To be honest, I’m struggling a little bit.
Okay, a lotta bit.
We celebrated my brother’s 27th birthday this past weekend. Twenty-seven; six-ish years my senior. He has an apartment that he shares with his 5-year-old Golden Retriever. He’s a success story; an internship he had during his undergrad summers morphed into a career. He’s single. He watches seasons of TV shows on Netflix, takes the dog out for walks and visits friends. He’s happy.
In fact, I’ll never forget what he told me during my birthday celebration a couple months back when I told my family about a guy who wanted to take me out on a date.
“It’s okay to be single for awhile, Em,” he said.
You may have read this post a few months back. I wrote that 89 days ago. I’ve kissed six different guys over these past 89 days, ultimately (drunkenly) sleeping with two of them. I looked up the word “slut” in the dictionary and have concluded I am neither promiscuous or slovenly –– I’m merely going for the men who seem to readily give me attention. “Promiscuous” implies I’ve had sexual relations with each of these six guys and that is simply not the case.
Still, in the process, I’ve lost real feelings. So imagine me a little over a month ago when a really nice, respectable guy began giving me attention. I went a little nuts and it scared me shitless. He scared me shitless. My friends told me they could tell how much I liked him by the speed of my talking and the high-pitch tone my voice adopted. That scared me, too. Now I think I’ve scared him away. Real smooth, Em, ya dummy.
I’ve realized that being rejected really depresses me. I go into full-blown nihilism mode and lose track of everything I’m working for, everything I’m trying to be. I’ve lived under the mindset of what good is anything if I have nobody to share that ‘anything’ with? for a very long time, leading to never watching movies by myself or going shopping for fun by myself.
I need to get back in touch with the adventurous version of myself I found while living away from home last summer for an internship. My brother’s found it. I’d like to join him. I’d like to be happy, learn from my past mistakes and begin a new relationship when I’m good and ready for it. Too many of my insecurities rule my life and my way of thinking –– I need to squash them before I begin anything new.

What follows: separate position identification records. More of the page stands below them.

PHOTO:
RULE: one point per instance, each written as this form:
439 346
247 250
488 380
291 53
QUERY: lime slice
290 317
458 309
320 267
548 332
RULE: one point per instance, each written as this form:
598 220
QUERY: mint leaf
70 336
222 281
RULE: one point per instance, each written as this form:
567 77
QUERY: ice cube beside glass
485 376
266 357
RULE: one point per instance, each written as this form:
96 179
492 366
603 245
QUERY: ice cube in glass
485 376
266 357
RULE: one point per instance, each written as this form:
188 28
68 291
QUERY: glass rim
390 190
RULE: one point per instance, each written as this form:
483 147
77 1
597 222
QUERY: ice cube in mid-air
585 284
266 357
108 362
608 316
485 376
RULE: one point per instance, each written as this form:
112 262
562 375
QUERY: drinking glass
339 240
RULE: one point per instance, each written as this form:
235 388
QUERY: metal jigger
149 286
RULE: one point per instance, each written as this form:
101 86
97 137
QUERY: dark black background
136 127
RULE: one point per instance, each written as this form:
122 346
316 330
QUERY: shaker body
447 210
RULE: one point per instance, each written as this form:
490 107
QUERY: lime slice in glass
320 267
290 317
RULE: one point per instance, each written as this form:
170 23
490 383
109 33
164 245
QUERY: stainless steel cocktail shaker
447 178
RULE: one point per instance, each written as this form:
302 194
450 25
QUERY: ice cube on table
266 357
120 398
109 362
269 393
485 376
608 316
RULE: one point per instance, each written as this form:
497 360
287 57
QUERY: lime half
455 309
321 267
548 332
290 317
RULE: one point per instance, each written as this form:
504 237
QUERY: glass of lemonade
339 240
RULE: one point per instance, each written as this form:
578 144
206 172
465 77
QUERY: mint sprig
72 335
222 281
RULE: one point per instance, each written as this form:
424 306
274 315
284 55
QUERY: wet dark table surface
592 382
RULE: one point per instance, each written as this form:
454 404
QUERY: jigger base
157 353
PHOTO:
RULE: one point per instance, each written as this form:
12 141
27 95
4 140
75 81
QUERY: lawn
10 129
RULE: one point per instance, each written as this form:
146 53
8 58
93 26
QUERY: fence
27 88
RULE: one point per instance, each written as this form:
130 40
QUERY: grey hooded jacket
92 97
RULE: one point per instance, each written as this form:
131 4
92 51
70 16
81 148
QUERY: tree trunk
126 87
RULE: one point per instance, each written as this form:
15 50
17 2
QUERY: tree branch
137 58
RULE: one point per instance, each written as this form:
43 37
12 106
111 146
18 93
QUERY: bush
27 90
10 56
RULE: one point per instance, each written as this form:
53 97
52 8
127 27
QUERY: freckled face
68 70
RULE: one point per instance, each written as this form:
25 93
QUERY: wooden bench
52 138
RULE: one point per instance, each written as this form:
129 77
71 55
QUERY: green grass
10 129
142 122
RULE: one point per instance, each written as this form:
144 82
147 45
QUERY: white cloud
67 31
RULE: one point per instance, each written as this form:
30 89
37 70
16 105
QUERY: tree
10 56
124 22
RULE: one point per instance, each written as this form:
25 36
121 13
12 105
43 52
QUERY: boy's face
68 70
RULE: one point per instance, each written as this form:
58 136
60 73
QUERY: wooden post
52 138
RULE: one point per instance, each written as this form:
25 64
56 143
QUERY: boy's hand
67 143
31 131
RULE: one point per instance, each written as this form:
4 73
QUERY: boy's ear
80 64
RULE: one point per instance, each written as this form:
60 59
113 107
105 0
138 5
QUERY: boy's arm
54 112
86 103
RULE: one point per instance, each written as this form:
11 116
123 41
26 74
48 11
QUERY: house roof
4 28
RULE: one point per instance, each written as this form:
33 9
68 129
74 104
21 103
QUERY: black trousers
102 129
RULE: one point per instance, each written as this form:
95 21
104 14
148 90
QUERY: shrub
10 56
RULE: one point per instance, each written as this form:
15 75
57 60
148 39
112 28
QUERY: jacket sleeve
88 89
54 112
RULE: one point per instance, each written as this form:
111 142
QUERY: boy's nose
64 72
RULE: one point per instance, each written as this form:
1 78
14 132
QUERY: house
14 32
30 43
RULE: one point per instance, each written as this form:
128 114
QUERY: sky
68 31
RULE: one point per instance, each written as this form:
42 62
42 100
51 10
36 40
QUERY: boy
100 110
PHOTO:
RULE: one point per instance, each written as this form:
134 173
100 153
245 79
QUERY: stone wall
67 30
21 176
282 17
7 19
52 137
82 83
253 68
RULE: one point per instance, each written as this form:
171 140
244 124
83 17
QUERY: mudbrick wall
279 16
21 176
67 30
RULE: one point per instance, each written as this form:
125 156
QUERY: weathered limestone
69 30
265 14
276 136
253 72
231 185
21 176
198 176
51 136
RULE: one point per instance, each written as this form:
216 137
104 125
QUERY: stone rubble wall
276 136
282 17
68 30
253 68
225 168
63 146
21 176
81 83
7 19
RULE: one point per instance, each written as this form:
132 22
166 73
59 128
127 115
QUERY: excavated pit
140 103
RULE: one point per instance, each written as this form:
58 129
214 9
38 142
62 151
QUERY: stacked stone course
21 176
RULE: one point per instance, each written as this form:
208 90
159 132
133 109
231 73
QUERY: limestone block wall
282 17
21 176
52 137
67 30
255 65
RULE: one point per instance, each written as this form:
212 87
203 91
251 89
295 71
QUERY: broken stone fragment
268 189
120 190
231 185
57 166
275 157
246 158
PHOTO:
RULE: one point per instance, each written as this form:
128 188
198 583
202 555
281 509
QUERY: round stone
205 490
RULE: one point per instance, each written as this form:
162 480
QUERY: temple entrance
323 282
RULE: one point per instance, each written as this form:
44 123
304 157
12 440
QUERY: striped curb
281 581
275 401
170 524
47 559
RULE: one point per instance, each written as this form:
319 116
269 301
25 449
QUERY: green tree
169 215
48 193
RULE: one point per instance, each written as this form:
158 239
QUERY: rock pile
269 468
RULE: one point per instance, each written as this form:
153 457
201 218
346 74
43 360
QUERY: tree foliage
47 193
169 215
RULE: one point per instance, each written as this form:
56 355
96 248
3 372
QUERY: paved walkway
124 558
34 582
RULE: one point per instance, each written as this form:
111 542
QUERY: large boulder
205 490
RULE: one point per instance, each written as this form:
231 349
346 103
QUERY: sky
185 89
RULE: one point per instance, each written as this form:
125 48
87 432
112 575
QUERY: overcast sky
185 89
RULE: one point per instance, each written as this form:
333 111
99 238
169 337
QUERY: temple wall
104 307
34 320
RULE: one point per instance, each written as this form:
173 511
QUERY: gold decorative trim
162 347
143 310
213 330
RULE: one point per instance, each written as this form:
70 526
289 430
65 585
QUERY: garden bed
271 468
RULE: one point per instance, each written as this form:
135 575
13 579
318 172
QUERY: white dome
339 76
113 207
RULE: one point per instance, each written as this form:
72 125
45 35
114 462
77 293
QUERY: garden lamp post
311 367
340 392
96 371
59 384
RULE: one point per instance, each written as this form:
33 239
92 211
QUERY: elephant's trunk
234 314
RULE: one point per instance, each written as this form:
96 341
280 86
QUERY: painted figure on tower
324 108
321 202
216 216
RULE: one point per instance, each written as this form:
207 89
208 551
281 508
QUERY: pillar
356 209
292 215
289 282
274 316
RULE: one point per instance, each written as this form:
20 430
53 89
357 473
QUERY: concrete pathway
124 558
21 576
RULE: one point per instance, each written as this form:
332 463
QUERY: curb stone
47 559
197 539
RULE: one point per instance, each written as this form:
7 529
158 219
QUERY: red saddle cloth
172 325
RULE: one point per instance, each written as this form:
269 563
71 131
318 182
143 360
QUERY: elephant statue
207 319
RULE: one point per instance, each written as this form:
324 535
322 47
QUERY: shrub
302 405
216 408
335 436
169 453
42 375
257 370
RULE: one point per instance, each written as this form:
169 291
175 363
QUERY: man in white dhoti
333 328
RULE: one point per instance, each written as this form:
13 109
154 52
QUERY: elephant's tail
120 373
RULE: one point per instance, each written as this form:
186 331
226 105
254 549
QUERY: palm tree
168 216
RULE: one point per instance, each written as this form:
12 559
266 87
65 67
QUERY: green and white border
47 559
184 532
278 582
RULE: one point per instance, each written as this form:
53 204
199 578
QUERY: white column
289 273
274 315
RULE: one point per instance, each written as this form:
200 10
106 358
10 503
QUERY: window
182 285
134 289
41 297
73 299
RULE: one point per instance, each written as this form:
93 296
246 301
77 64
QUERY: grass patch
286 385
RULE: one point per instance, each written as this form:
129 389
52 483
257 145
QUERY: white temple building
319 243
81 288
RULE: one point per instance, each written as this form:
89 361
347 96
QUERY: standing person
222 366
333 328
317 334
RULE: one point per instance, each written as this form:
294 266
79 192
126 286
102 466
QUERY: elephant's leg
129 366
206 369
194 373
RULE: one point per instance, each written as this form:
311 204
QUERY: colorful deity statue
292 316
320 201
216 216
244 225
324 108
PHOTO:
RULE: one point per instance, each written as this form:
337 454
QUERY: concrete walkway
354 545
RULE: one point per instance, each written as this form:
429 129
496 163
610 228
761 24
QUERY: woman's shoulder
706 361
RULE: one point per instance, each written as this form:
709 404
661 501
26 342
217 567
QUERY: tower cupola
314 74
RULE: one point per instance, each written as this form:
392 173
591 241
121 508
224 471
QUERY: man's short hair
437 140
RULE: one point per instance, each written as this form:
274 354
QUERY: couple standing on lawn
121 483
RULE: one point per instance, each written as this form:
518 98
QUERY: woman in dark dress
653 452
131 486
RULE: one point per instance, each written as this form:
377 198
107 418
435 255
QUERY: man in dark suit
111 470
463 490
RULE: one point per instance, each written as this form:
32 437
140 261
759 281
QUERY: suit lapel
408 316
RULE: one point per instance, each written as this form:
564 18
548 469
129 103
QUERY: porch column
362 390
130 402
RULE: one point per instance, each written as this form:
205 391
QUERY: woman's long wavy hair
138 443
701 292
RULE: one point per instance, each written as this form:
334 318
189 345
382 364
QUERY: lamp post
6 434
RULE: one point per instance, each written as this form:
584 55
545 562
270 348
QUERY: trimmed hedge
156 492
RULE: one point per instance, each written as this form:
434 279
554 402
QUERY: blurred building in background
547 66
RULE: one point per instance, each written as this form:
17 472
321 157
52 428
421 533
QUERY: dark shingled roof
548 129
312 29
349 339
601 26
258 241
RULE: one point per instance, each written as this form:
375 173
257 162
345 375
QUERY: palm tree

2 thoughts on “89 days of insecurities”
I often think the key to happiness is perspective: trying to distance yourself from the assault of daily diversions, distractions, stimuli, etc., and take stock of your overall situation.
In that assault so many things happen that can stress us out. Recently, for example, I lost my wallet, creating a whole chain reaction of stresses and inconveniences that I’m still sorting through. But taking a step back to get perspective, I looked at what I could control, did it, and now the situation is getting better. And since feeling out of control is what causes stress, not being busy, I don’t feel stressed.
Thus, it sounds to me that the deeper issue is a feeling of a lack of control. So I would go the Stoic way and try to look at what you can control and focus on that. If you can’t control it, it’s not worth worrying about. If you can’t help but worry about it, find ways that you can control or channel it.
Hope this helps with your situation, mon amie.